The week’s almost over. It’s a Thursday. My CBL partners and I scattered across the room, waiting for the students to arrive. One by one, they started to come in, smiles on their faces. At this point in the program, different students gravitated to each of us. A rambunctious boy named Jackson always sat next to Ashley, a spunky girl named Teagan always sat next to Alex. Cameron and Breiden would sit next to me; Breiden was an extrovert who talked my ear off about the Call of Duty video game series, while Cameron was more of an introvert, eager to talk about cartoons. At the front of the class sat the “Executive Board”, which included the club’s “President”, Kathy, as well as the “Vice-President”, Lauren. These were only some of the students that took part in the Kiwanis Builders’ Club at Potsdam Central School, the CBL Placement where I was assigned for the semester. In the club, we primarily had two objectives: to create invaluable leadership skills for all members of the club through various team-building activities during the club’s 2-hour session, and to engage with the community through hosting events such as a pancake breakfast for residents in and around Potsdam. The experience was truly great, for the kids, for my partners and I, and for our organizer, Julie Johnson. We had fun, while learning in ways we simply don’t in the classroom.
Now, this blog post is supposed to address my assigned issue for my CBL Class, “Leadership & Civic Engagement”, hosted by our wonderful and passionate professor, Dr. Liz Regosin. And, by this point, Liz is probably wondering why I haven’t addressed this yet. I wanted to lead into my issue by briefly describing my own personal experience this semester, because this made me truly see the importance of after-school activities. My issue was after-school funding, and the opportunities that have been taken away because of this. While Builders’ Club gets funding from Kiwanis, other after-school programs are not as financially secure. I have explored some examples of this problem in my Storify blog (https://storify.com/tylercsands/education-opportunity). While the problem arises with all different demographics throughout the country, I focused on rural communities in places such as Potlatch, ID, or Calcutta, OH. Exposure to learning outside the classroom is especially important in rural communities, due to, in many cases, isolation from more populated areas.
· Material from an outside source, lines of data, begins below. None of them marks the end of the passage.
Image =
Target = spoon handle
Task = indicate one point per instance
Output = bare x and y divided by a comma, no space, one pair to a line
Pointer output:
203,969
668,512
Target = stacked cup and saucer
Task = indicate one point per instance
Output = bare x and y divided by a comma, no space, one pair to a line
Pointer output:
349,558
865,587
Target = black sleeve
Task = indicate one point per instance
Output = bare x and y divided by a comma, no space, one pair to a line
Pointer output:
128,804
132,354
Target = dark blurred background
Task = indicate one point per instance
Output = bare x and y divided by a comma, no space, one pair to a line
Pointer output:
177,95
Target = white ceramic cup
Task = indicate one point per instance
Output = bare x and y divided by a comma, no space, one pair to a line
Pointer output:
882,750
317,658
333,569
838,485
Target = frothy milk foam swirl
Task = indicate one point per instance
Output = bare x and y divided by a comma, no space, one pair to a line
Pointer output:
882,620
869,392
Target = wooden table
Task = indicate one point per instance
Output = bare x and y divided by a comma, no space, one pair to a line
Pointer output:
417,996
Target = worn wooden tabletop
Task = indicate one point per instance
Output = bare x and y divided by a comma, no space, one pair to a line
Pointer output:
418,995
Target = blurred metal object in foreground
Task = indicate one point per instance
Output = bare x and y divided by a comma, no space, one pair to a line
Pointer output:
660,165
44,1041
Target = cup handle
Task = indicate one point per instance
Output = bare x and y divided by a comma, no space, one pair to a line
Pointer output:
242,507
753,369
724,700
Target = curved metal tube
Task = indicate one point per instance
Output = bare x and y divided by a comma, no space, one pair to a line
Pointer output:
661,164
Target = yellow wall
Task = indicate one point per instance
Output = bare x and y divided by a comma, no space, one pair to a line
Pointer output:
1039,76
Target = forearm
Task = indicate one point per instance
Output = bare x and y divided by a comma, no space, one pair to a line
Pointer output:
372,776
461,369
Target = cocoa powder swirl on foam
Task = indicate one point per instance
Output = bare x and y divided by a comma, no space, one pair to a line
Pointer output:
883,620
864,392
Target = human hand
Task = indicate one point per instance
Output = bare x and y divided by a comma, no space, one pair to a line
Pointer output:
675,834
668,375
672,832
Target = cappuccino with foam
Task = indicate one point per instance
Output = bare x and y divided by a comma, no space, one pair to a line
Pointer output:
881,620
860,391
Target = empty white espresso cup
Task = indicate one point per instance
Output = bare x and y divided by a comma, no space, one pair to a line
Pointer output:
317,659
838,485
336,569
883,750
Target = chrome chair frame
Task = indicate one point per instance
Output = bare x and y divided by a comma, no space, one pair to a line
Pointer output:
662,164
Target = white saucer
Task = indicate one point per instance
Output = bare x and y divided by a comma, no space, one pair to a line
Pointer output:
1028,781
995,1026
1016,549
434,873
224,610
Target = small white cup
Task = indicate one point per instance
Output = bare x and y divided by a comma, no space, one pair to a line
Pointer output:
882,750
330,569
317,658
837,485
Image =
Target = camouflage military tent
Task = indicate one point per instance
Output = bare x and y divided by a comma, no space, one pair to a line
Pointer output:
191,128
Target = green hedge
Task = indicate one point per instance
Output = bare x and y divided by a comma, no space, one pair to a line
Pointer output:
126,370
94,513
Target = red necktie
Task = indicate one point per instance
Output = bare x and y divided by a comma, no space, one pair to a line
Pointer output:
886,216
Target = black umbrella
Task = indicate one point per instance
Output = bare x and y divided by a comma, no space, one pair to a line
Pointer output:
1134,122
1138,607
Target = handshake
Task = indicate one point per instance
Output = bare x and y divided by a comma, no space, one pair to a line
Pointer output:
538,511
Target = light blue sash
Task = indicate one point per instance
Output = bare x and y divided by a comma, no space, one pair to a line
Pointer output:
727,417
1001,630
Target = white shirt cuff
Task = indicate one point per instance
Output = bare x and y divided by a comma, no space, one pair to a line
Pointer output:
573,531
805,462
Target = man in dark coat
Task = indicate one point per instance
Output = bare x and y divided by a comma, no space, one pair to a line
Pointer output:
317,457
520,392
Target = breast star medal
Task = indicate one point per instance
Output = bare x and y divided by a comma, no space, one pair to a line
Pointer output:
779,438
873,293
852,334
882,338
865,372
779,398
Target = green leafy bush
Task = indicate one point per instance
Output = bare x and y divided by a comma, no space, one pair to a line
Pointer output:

Quite honestly, I’ve found that the issue has not gotten the amount of spotlight that it deserves. There are organizations devoted to the issue, such as Afterschool Alliance. However, none have received sufficient national attention. To many people, after-school attention is very secondary to regular classroom activities in education children. Perhaps this is the reason why the 21st Century Learning Centers program was such an easy target for President Trump’s budget cuts. The Trump Administration knew that the blowback would be insignificant due to the public’s lack of concern. "The Trump administration's call for zero funding for the 21st Century Community Learning Centers after-school initiative is a betrayal of the millions of students and parents who depend on after-school and summer learning programs," says Jodi Grant*, Executive Director of Afterschool Alliance. "This proposal would devastate working families. It is painfully shortsighted and makes a mockery of the president's promise to make our country safer and to support inner cities and rural communities alike." As I’ve stated in my blog, Trump isn’t exactly helping the “forgotten men and women” that he promised will be “forgotten no more”. However, how will this argument be brought nationwide and given the spotlight that it deserves?
The issue did get a dose of spotlight recently, through none other than the Governator himself, Arnold Schwarzenegger. Schwarzenegger brings up an interesting concept: that teenagers and children gain bad influences between 3 and 6 o’clock, when their parents are working. He also mentioned that the government can save “three to six dollars” down the line for every dollar spent on after-school programs, as less money will need to be spent cracking down on crime. Schwarzenegger is a former Republican Governor of California, and he, like me, has an ideology of fiscal responsibility. This could be a good argument to sway Republicans who are looking for places to cut government spending.
The issue of after-school funding is an important one. After-school activities are not secondary to classroom learning; they are equal. I believe that the issue needs more national spotlight, as people don’t consider after-school activities on a daily basis as much as they should. And I also believe that, with the current political climate, after-school activities need to be championed by our politicians, particularly Republicans. If more conservatives spread Schwarzenegger’s point of long-term saving, it could sway the direction of the next government budget plan.